Breaking (Bad) Ice

Hints of spring continue to do battle with winter’s foot hold.  Spring rains melt and break up months old ice, and the ever present theme of change continues to amaze and astound this writer.  As goes the quote, changes in nature, change your nature.   So the seasons roll.

Waves pound and batter the melting shelf ice, March 28, 2014.
Waves pound and batter the melting shelf ice, March 28, 2014.  Click image for larger view.

A brief longshore flight did occur today.  A change in winds occurred later than predicted and early south winds shifted to the northwest mid-morning when the front dragged over the southern shore of Lake Michigan around the 8am hour.  Rain before and after made passerine birding difficult, but  with birds filtering in, they are around to find if you look hard enough.  Temperatures started in the mid-40s, but dropped to the mid-30s before noon came.

Today’s super highlights included a diverse group of 19 species of waterfowl.  The cork is being released on the recent pack ice.  The waves can now reach the shelf ice and the wind shift today battered and pounded the locked in ice.  Loud roars could be heard today as rolling waves echoed inside ice caverns and tossed icebergs around like rag dolls.  Long-tailed Ducks made memory today, as 189 “oldsqauws” posted the single highest single party count for Indiana since Jim Landing counted (200) at Michigan City Harbor on 14 December 1958*.  A 50+ year record.   Blue-winged Teal were first of season birds along the lakeshore as well.

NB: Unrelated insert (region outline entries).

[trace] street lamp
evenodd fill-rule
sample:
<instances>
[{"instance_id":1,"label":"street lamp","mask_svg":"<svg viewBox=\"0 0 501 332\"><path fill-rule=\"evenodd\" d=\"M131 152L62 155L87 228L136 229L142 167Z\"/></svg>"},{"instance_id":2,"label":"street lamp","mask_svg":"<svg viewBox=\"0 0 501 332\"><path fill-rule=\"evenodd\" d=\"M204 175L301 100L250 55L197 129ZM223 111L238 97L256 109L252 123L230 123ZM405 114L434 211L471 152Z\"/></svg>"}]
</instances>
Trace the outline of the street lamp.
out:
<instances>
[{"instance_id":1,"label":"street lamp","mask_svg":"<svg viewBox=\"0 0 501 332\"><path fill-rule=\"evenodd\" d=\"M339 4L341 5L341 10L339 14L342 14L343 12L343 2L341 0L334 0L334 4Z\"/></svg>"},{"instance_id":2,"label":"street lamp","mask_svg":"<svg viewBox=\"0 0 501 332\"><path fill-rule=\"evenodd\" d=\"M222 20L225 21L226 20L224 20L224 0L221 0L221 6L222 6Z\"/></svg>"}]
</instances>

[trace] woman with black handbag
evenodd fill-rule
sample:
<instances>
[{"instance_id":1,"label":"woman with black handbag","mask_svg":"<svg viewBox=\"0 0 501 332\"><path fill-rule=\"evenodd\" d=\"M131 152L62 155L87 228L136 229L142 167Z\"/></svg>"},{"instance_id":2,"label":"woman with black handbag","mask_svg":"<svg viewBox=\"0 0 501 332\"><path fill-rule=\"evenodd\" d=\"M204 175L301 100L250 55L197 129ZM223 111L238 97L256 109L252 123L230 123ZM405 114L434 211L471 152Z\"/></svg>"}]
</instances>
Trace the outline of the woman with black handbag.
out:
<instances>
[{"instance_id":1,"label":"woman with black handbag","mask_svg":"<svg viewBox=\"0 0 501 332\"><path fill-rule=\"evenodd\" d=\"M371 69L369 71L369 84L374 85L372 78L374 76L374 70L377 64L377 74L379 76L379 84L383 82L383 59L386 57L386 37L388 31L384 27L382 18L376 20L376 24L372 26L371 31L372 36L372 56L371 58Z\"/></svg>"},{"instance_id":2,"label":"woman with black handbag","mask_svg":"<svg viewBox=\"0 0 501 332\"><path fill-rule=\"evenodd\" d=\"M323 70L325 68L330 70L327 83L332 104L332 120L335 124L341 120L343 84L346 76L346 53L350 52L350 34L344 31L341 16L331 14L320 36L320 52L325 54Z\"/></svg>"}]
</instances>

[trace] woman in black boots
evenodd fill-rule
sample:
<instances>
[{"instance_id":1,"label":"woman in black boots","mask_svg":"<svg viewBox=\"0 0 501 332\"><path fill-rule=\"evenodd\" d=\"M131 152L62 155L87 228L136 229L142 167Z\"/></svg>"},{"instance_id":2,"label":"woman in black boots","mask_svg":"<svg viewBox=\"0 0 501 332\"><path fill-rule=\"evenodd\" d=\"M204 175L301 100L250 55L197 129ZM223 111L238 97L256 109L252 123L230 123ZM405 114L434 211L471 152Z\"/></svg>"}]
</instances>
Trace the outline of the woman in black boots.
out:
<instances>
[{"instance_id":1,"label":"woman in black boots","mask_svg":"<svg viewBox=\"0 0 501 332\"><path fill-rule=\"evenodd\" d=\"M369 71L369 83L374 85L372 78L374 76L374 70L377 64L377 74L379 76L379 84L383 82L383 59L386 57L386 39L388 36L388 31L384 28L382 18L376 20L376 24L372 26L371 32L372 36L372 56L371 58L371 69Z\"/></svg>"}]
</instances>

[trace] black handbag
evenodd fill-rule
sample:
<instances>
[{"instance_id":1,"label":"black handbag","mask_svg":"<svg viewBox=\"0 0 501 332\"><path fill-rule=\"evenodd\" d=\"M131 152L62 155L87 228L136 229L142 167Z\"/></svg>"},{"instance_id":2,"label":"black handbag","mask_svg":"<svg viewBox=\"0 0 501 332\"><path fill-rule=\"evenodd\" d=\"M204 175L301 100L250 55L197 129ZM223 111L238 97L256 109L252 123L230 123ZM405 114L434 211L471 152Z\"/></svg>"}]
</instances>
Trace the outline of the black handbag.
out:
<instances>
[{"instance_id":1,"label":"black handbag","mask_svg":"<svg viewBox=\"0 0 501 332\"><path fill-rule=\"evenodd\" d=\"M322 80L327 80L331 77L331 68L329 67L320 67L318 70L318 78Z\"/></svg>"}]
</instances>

A Common Goldeneye comes in for a landing in the safety of the shelf ice harbor as pounding waves batter the shelf ice behind. March 28, 2014.  Click images for better view.
Common Goldeneye hiding in the shelf ice harbor. March 28, 2014.

Other great birds included the season’s first Caspian Tern.  It’s amazing how stealthy they arrive in Indiana each year.  The first reports each year come from Lake Michigan, somehow eluding hundreds of other birders statewide as they bee line for their favorite lake.  The best diurnal raptor of the day was a cooperative Merlin seen in the rain.  The best nocturnal raptor was the wolf in sheep’s clothing, aka. the Snowy Owl that flew past the shore with the the other gulls going by.  It was seen long enough to capture some incredible video, seen below (with some Merlin footage too!).  See how long it takes you to realize that it is indeed not a gull but a Snowy!?

The rest of the day’s highlights:

Gadwall 28
Blue-winged Teal 3 FOY
Northern Pintail 6
Canvasback 5
Redhead 42
White-winged Scoter 7
Long-tailed Duck 189
Red-breasted Merganser 15
Ruddy Duck 2
Red-throated Loon 1
Common Loon 3
Caspian Tern 1
Snowy Owl 1 A migrant gliding and soaring to the west, just cresting the dune tops. Essentially, the bird was caught in the passage of gulls at 100-200 ft up.
Merlin 2
Fox Sparrow 1

*Thanks to Ken Brock for the Long-tailed Duck record dates.